A rapid realignment of the liquid crystal display market is under way, with Toshiba set to buy Panasonic’s stake in their lossmaking LCD joint venture.
Toshiba is in talks to buy Panasonic’s 40 per cent stake in Toshiba Matsushita Display Technology, the world’s second-largest maker of small LCD panels used in devices such as mobile phones, according to a person close to the discussions. The price is expected to be several billion yen.
Panasonic is the latest Japanese manufacturer to try to leave the fragmented sector because of heavy losses caused by the economic downturn. Seiko Epson is in talks with Sony about the transfer of its small LCD assets, while NEC is closing a Japanese plant that makes the panels.
Toshiba Matsushita Display has suffered from falling prices, and the company’s internal forecast is for an operating loss of Y30bn on sales of Y270bn ($2.8bn) in the year to March 2009. In 2008, the company had 10.3 per cent of the market for small and medium-sized LCD panels by value, according to the research company DisplaySearch, second only to Sharp.
Although Panasonic is driving the deal, it would also be Toshiba’s latest investment in a struggling electronic components business at a time when its own balance sheet is under severe pressure. Toshiba’s expected net loss of Y280bn in the financial year that ends on Wednesday is likely to leave shareholder equity at less than 10 per cent of total capital.
Toshiba is buying Fujitsu’s hard disk drive business for a price expected to be around Y30bn and investing in a new lithium-ion battery business.
Panasonic declined to comment on a possible deal with Toshiba but said that, in general, the company’s strategy is to focus on large display panels used to make TVs. Panasonic is a leading maker of plasma television panels and is also investing heavily in a plant to make large liquid crystal panels.

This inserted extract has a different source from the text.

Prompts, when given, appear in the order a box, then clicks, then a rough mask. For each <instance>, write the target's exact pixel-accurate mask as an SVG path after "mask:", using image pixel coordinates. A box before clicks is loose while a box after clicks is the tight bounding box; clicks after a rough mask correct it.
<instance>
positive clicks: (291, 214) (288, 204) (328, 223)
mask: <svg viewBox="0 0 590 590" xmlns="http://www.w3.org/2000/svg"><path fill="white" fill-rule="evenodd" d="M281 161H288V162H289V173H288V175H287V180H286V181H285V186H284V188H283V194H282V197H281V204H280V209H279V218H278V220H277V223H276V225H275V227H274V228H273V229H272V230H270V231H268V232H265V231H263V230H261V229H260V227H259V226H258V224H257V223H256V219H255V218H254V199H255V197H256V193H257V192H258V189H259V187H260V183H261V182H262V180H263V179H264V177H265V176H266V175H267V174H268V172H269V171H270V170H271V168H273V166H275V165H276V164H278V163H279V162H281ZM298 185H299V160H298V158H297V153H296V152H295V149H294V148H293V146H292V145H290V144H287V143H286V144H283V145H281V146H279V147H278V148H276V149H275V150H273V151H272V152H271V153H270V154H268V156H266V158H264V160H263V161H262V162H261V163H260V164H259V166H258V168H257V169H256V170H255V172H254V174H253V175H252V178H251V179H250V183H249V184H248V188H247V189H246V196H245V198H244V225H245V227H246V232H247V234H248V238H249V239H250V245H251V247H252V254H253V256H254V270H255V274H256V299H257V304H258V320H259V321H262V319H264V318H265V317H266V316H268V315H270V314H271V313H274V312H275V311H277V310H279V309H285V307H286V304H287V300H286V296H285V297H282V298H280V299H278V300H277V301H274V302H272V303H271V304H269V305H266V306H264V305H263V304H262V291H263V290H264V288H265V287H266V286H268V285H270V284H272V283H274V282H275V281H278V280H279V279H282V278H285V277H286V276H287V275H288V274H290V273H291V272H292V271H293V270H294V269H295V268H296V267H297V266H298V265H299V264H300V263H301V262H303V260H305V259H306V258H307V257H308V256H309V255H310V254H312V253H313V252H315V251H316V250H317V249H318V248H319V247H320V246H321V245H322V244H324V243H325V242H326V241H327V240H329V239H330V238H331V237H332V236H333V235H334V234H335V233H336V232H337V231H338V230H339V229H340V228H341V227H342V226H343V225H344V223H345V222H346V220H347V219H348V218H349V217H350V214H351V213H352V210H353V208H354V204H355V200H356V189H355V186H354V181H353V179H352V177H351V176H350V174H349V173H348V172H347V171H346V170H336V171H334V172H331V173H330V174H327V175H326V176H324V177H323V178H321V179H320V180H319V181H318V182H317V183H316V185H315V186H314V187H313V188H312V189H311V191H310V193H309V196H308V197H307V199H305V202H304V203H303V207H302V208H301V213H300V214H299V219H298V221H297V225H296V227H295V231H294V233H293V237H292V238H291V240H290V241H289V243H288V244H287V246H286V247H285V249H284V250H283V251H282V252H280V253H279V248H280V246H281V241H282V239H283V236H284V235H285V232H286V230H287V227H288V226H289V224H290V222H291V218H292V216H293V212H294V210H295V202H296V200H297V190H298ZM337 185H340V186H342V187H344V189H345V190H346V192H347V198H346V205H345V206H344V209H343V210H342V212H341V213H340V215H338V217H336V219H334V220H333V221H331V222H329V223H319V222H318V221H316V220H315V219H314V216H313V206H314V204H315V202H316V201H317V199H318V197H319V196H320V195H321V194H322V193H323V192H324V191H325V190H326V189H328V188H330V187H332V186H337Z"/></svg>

Toshiba also declined to comment. As well as LCDs, however, Toshiba Matsushita Display is seen as attractive because of its strong position in research on organic light-emitting diodes, or OLED, a technology that may displace LCD in the future.

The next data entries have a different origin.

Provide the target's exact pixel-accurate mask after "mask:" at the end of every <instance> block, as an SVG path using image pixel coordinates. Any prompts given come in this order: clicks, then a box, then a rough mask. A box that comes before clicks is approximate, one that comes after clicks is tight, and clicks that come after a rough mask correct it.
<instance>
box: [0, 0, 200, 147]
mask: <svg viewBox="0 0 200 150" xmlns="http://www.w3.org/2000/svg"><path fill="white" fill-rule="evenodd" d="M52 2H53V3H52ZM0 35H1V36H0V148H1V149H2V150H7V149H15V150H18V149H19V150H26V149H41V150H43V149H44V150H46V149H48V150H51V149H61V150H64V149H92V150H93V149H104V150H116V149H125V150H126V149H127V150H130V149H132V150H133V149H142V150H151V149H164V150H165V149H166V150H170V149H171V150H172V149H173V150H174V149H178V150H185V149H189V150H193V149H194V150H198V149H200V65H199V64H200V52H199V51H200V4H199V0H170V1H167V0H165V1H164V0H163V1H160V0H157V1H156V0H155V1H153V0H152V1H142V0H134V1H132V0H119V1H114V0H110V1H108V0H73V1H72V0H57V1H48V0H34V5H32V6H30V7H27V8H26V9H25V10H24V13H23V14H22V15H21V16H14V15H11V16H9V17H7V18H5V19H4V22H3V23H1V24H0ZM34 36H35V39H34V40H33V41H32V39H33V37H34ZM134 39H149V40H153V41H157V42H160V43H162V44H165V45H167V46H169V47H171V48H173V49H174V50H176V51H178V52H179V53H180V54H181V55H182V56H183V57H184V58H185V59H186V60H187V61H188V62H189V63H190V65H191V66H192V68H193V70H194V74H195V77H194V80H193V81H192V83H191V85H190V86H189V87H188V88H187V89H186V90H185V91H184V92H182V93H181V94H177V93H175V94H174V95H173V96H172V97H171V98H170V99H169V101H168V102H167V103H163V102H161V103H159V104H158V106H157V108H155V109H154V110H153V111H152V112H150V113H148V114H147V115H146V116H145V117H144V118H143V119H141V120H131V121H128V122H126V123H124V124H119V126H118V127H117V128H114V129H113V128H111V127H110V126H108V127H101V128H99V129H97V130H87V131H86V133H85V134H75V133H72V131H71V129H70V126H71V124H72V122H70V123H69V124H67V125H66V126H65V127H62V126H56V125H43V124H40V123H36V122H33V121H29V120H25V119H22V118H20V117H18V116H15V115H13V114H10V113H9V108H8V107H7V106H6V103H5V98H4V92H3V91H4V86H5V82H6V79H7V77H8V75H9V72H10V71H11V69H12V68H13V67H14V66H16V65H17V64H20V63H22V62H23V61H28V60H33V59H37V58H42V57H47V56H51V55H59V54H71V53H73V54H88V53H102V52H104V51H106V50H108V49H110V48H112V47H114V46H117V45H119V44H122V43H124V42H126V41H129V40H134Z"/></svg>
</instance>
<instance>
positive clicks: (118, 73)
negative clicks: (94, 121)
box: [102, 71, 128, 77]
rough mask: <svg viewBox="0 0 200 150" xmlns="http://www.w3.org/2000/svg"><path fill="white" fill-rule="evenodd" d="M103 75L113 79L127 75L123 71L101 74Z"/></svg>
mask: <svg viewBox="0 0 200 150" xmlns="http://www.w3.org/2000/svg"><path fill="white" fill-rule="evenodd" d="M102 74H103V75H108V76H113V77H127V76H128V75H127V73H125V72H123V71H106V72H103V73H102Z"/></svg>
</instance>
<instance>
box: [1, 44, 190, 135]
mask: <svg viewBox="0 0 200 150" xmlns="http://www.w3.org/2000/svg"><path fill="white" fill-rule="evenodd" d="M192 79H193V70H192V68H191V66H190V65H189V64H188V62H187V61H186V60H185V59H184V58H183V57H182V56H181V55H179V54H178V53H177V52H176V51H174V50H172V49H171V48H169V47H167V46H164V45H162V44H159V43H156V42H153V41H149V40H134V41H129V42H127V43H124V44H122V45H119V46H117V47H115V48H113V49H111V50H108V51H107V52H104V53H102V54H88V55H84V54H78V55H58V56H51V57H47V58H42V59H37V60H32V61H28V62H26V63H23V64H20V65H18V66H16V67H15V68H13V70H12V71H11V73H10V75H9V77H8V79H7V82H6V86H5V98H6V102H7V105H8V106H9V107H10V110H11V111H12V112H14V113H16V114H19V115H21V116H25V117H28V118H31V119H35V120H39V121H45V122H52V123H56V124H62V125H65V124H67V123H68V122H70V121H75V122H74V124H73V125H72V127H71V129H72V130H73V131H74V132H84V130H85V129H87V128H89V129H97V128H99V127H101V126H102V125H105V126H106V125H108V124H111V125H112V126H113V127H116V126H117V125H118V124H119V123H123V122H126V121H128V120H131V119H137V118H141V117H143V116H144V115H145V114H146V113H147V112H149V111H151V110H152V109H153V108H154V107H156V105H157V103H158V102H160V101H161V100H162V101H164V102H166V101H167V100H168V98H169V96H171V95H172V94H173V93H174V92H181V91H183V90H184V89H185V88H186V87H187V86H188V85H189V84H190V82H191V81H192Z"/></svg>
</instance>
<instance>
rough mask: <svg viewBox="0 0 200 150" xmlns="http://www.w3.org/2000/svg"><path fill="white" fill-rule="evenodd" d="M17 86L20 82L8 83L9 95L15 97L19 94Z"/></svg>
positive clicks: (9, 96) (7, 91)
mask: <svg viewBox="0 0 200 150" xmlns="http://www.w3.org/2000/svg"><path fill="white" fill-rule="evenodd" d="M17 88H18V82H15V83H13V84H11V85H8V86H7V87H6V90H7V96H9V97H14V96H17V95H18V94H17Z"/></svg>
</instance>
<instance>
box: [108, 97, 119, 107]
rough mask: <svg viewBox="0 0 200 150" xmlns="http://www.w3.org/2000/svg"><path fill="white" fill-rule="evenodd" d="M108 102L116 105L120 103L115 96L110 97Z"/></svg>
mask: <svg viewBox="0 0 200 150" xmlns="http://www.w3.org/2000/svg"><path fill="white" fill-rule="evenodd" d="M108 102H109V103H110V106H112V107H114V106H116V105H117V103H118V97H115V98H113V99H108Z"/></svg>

Toshiba Matsushita Display recently delayed investment in a new factory to mass produce small OLED panels due to the economic conditions, but owning the company outright could help Toshiba to commercialise larger OLED panels for televisions.
Panasonic has its own OLED development programme, but selling its share in TMD would be seen as a sign that it does not think the new technology will take off quickly.